賢者は(学識者のアプレイウスが書いているように)タネを蒔く前にタネを牛の逸物に一時浸します。そうしたタネは土に蒔いても傷害を受けたりダメになったりすることは決してありません。

キョウチクトウ(有毒な常緑の葉と魅力的なピンクの花を持つ低木)の新鮮な葉でヒキガエルの到来を阻止すれば、ヒキガエルは地中で死んでしまうでしょう。

(ギリシャの農業書にありますが、)野生のキュウリかヒヨス(ナス科ヒヨス属の有毒植物)か苦いアーモンド(青酸を含みます)と黒いクリスマスローズを油と混ぜて団子にして野ネズミや家ネズミの巣穴に置けば、ネズミは匂いにやられて食するので捕まえることができます。

プリニーは次のように書いています。タネは(土に埋める前に)イタチの逸物に入れるかタネを蒔いた土にイタチの灰を混ぜるかすれば、ネズミの害を受けずに芽生える。ネズミは獣の匂いを非常に嫌うので、牡牛の逸物に前もってタネを浸す方法はとてもお勧めです。

熟練者アフリカヌスは、塩化アンモニアと小麦ペーストを混ぜたものはイタチを殺すか追い払うことができ、頻繁にイタチが出没するような場所に置いておくことができると言っています。

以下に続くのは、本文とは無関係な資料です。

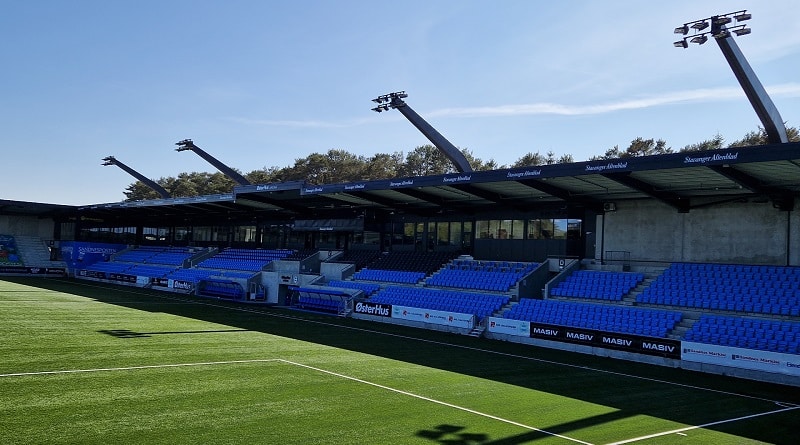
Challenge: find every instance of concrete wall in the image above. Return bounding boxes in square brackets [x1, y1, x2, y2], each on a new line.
[595, 200, 800, 265]
[0, 215, 55, 241]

他にもあります。それは、注意深い庭師がイタチを1匹生きたまま捕まえて尻尾と睾丸を切って再び放す方法です。そうすると他のイタチもこわがってその場所から離れます。その単純な経験は記憶に刻まれるのです。

より大きな獣を追い払うために、次のような方法が考えられます。庭師が蒔いたタネに犬の糞をしばらく浸した古い尿を撒くと、タネは被害を受けることなくスクスクと立派に成長します。

(私が前に述べたように)デモクリトスは以下の方法で同じ効果が得られると断言しています。川または海の甲殻類を10匹取って水を満たした土鍋に入れ、10日間日向に置いて、水が蒸発するくらい日射で十分温めたものを栽培ベッドや植物にふりかければ、悪天候や強大な獣から守ってくれるだろう。ただし、若い植物には直接この水をかけないでください。 より強く成長するまで、3日に1回振りかけます。

巧者アフリカヌスやその他の農業書の有能な著者たちは、庭や畑でシャクヤクかハーブのペルソナタ(Carduus personataのこと?)を埋めたり、タネを土手やボーダーに蒔いた場合、(これが見えない守りとなって)タネは守られ、 大きな獣も小さな獣もそこで成長している植物を台無しにすることはありません。

もし農夫が樹木を保護して、強大な獣に食べられたり壊されたりするのを避けたいなら、(プリニーの考えのように)牡牛の糞を溶かした水を葉に撒いたり振りかけたりする簡単な方法があります。雨が1日以内に降るような時に実践すれば、雨がその臭いを一掃して確実に枝と葉を再びきれいにしてくれます。これは非常に巧妙な賢い方法です。